Forecasting. When used with the PREDICT command, an ARIMA model with no regressor variables can produce forecasts and confidence limits beyond the end of the series (see PREDICT for more information).

Basic Specification

The basic specification is the dependent series name. To estimate an ARIMA model, the MODEL subcommand and/or separate parameter-order subcommands (or the APPLY subcommand) must also be specified. Otherwise, only the constant will be estimated.

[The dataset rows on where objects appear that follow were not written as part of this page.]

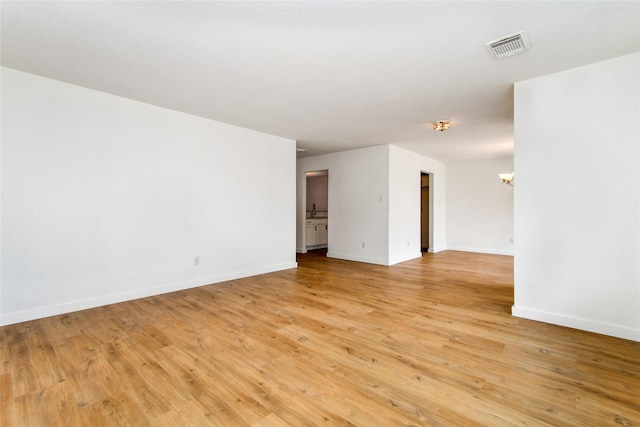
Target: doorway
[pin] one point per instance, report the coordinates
(317, 210)
(425, 215)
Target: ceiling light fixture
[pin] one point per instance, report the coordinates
(441, 125)
(507, 178)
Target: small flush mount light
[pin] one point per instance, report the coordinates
(441, 125)
(507, 178)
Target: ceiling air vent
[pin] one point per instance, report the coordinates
(509, 45)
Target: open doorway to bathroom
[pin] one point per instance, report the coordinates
(425, 212)
(317, 211)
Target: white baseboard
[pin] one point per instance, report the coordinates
(577, 323)
(357, 258)
(405, 258)
(481, 250)
(71, 306)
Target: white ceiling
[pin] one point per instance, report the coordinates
(331, 75)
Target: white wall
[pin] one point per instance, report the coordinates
(371, 200)
(358, 203)
(106, 199)
(577, 201)
(479, 206)
(404, 208)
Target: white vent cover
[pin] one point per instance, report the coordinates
(509, 45)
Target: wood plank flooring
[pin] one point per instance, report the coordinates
(427, 342)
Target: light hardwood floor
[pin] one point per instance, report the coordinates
(426, 342)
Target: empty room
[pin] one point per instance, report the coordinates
(308, 213)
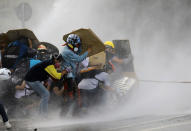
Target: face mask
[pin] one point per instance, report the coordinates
(75, 49)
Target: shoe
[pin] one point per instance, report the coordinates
(8, 125)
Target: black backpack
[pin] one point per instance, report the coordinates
(10, 56)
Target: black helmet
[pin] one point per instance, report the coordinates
(57, 56)
(31, 53)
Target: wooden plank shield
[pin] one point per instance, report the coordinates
(89, 40)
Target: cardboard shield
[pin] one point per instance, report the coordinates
(89, 40)
(98, 60)
(13, 35)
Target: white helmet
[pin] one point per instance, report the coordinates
(5, 74)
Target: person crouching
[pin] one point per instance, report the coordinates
(41, 72)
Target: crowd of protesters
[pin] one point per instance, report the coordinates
(67, 75)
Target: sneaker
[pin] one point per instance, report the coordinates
(8, 125)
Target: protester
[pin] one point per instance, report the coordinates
(21, 47)
(41, 72)
(4, 116)
(71, 57)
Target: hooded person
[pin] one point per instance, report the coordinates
(112, 58)
(70, 54)
(41, 72)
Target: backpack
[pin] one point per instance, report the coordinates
(21, 69)
(12, 53)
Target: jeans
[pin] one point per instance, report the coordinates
(3, 113)
(38, 87)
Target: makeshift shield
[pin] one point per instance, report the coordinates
(89, 40)
(14, 35)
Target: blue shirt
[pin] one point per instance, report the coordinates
(71, 60)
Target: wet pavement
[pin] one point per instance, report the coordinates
(149, 123)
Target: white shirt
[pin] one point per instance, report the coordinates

  • ARIMA estimates the parameter values of a model using the parameter specifications on the MODEL subcommand and/or the separate parameter-order subcommands P, D, Q, SP, SD, and SQ.
  • A 95% confidence interval is used unless it is changed by a TSET CIN command prior to the ARIMA procedure.
  • Unless the default on TSET NEWVAR is changed prior to ARIMA, five variables are automatically created, labeled, and added to the active dataset: fitted values (FIT#1), residuals (ERR#1), lower confidence limits (LCL#1), upper confidence limits (UCL#1), and standard errors of prediction (SEP#1).
  • By default, ARIMA will iterate up to a maximum of 10 unless one of three termination criteria is met: the change in all parameters is less than the TSET CNVERGE value (the default value is 0.001); the sum-of-squares percentage change is less than 0.001%; or the Marquardt constant exceeds 109 (1.0E9).
  • At each iteration, the Marquardt constant and adjusted sum of squares are displayed. For the final estimates, the displayed results include the parameter estimates, standard errors, t ratios, estimate of residual variance, standard error of the estimate, log likelihood, Akaike’s information criterion (AIC) 1, Schwartz’s Bayesian criterion (SBC) 2, and covariance and correlation matrices.

Subcommand Order

  • Subcommands can be specified in any order.

Syntax Rules

  • VARIABLES can be specified only once.
  • Other subcommands can be specified more than once, but only the last specification of each one is executed.
  • The CONSTANT, NOCONSTANT, NOLOG, LN, and LOG specifications are optional keywords on the MODEL subcommand and are not independent subcommands.

Operations

  • If differencing is specified in models with regressors, both the dependent series and the regressors are differenced. To difference only the dependent series, use the DIFF or SDIFF function on CREATE to create a new series (see CREATE for more information).
  • When ARIMA is used with the PREDICT command to forecast values beyond the end of the series, the original series and residual variable are assigned the system-missing value after the last case in the original series.
  • The USE and PREDICT ranges cannot be exactly the same; at least one case from the USE period must precede the PREDICT period. (See USE and PREDICT for more information.)
  • If a LOG or LN transformation is specified, the residual (error) series is reported in the logged metric; it is not transformed back to the original metric. This is so the proper diagnostic checks can be done on the residuals. However, the predicted (forecast) values are transformed back to the original metric. Thus, the observed value minus the predicted value will not equal the residual value. A new residual variable in the original metric can be computed by subtracting the predicted value from the observed value.
  • Specifications on the P, D, Q, SP, SD, and SQ subcommands override specifications on the MODEL subcommand.
  • For ARIMA models with a fixed regressor, the number of forecasts and confidence intervals produced cannot exceed the number of observations for the regressor (independent) variable. Regressor series cannot be extended.
  • Models of series with imbedded missing observations can take longer to estimate.

Limitations

  • Maximum 1 VARIABLES subcommand.
  • Maximum 1 dependent series. There is no limit on the number of independent series.
  • Maximum 1 model specification.
1 Akaike, H. 1974. A new look at the statistical model identification. IEEE Transaction on Automatic Control, AC–19, 716-723.
2 Schwartz, G. 1978. Estimating the dimensions of a model. Annals of Statistics, 6, 461-464.